Левин понадобился для осуществления его преступных замыслов, поэтому Ягода стал ближе присматриваться и проявлять внимание к нему. В чем выразилось это внимание? Об этом говорили и сам Левин и Буланов: французское вино, цветы, облегчение таможенных формальностей, доллары на поездку за границу.
Левин, конечно, не понимал и не мог понимать, в чем тут дело. Наивно он думал, что Ягода делает это из уважения к его личным достоинствам и качествам врача. Это приятно щекотало чувство тщеславия, — а то, что Левин был тщеславен, он не скрывает.
Но это прекрасно учитывал Ягода. Наряду с признательностью за щедрость и внимательное отношение Ягоды, у Левина появилось чувство некоторой своеобразной зависимости, чего и добивался Ягода.
Приближался час осуществления злодейских замыслов Ягоды в отношении Макса Пешкова. Я должен сказать вам, товарищи судьи, что, слушая объяснения Ягоды о причинах убийства Макса Пешкова, я пришел к такому убеждению, что здесь причины были двоякого рода: причина глубоко низменного порядка Ягоды и задание «право-троцкистского блока» нанести Горькому убийством любимого сына такую психическую травму, которая бы ослабила еще больше физическую сопротивляемость великого писателя в борьбе против болезни. Личные низменные мотивы Ягоды бесспорно совпали с установкой «право-троцкистского блока».
Я обращаю внимание суда на то, что идея «смерти от болезни» пришла и возникла не у врачей. Эта идея возникла у Ягоды, у «право-троцкистского блока». И ее он навязывает врачам. Для воплощения этой идеи в жизнь врач необходим. Чужими руками, руками врача, удобно вершить это черное дело, а самому остаться в стороне.
Ягода применяет и теоретическую обработку Левина. Ягода развивает перед Левиным своеобразную «теорию», носящую следы влияния на него немецких фашистских стерилизаторов. Ягода сам показывает, как он обрабатывал Левина извне приобретенными теоретическими суждениями о праве врача прекращать жизнь больного.
Но этого оказалось мало. Видимо, Левин не шел на эти «теоретические прививки». Тогда Ягода старается представить план уничтожения Максима Пешкова как акт, необходимый в государственных интересах, и, прежде всего, в интересах самого Горького. Он доказывает пагубное влияние его на отца.
Почему Левин не разоблачил эту фашистскую банду? Я уже говорил о его аполитичности, мягкотелости, бесхарактерности. Но здесь, конечно, основную роль сыграла та комбинация методов, которая была применена против него Ягодой. Левин был уверен, что Ягода не остановится ни перед чем.

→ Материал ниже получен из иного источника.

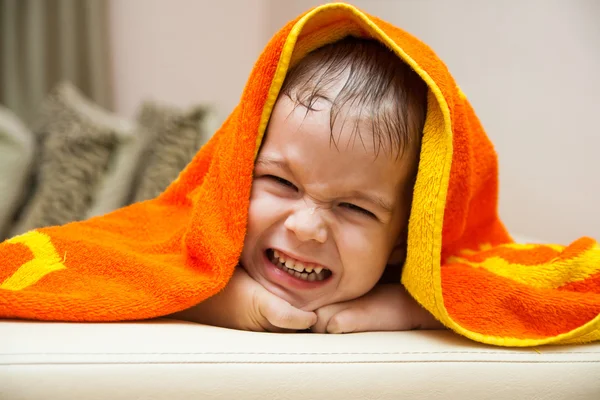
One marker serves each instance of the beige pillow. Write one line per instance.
(82, 168)
(17, 148)
(175, 137)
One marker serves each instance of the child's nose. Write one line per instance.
(307, 224)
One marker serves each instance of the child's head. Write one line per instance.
(334, 177)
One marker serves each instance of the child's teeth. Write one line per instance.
(289, 264)
(299, 267)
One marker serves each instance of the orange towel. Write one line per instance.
(167, 254)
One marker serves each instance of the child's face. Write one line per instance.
(338, 208)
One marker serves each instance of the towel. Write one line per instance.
(169, 253)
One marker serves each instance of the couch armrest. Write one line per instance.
(168, 359)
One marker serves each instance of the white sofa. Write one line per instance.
(167, 359)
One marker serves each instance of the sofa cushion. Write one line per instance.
(83, 167)
(17, 147)
(175, 136)
(168, 359)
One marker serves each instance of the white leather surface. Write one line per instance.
(167, 359)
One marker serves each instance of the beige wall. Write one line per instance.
(183, 52)
(531, 76)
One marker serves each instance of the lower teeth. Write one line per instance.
(300, 275)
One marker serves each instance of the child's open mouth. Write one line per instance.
(307, 272)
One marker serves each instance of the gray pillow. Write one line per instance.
(17, 149)
(75, 151)
(176, 136)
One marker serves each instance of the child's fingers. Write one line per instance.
(281, 314)
(349, 320)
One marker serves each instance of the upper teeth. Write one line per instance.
(296, 265)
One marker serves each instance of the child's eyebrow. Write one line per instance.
(379, 201)
(372, 198)
(272, 162)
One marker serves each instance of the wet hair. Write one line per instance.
(379, 88)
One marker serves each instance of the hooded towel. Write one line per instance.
(164, 255)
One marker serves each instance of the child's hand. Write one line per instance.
(385, 308)
(245, 304)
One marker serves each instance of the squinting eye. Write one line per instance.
(282, 182)
(357, 209)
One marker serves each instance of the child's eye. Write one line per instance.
(357, 209)
(282, 181)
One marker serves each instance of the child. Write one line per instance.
(330, 201)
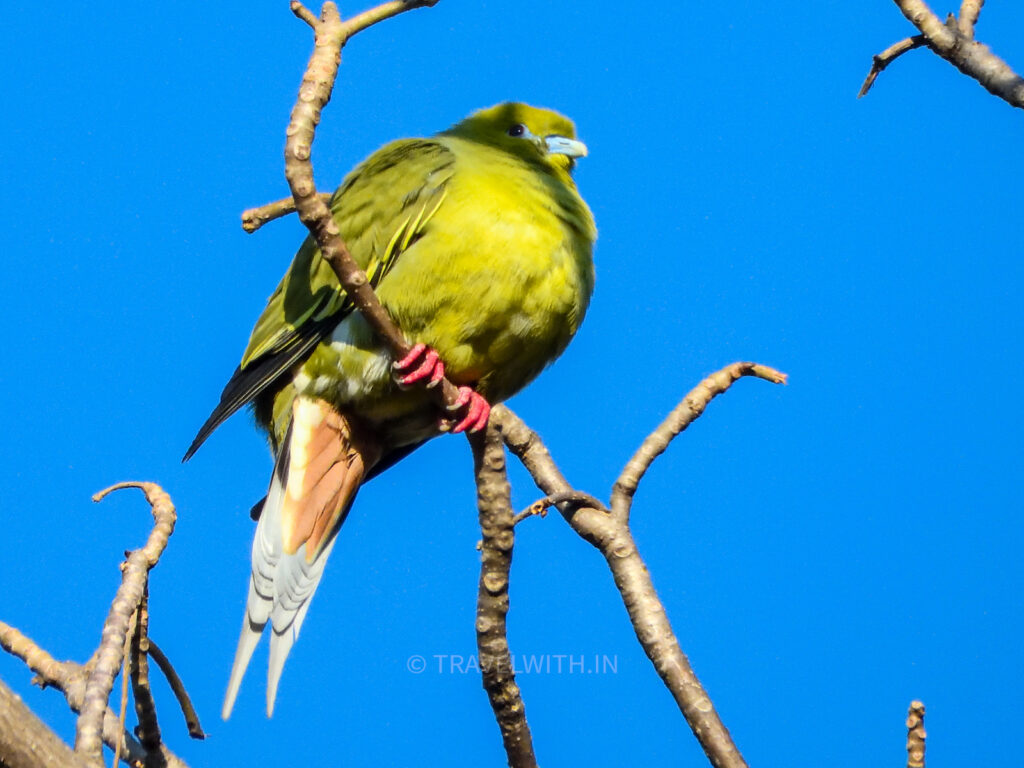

В одном из своих показаний Левин с содроганием говорит: «Я вспоминаю каждый раз страшное лицо и угрозы Ягоды. На меня производила страшное впечатление речь Ягоды». Левин — тряпичный интеллигент, старый беспартийный, легковерный, безвольный врач трепетал не столько за себя, сколько за свою семью, разгромить которую ему угрожал Ягода.
Не вправе ли я, товарищи судьи, сказать, что Левин был психически терроризован Ягодой и что этим объясняется и та роль, которую он сыграл в этих кошмарных убийствах. Он принимал участие в умерщвлении Максима Пешкова, и затем началась сеть последующих страшных преступлений: за Максимом Пешковым — Куйбышев, за Куйбышевым — Максим Горький и Менжинский. Совершив одно преступление, сознавая себя скованным преступными узами с Ягодой, Левину еще труднее уйти из-под его влияния.
Не разделяя убеждений этих господ, Левин фактически вместе с ними. Он понимает, что, сделавшись их соучастником, он не может не выполнять их поручений. Связав себя с контрреволюцией и преступными делами организации, он разделил судьбу Ягоды. Такова логика контрреволюции.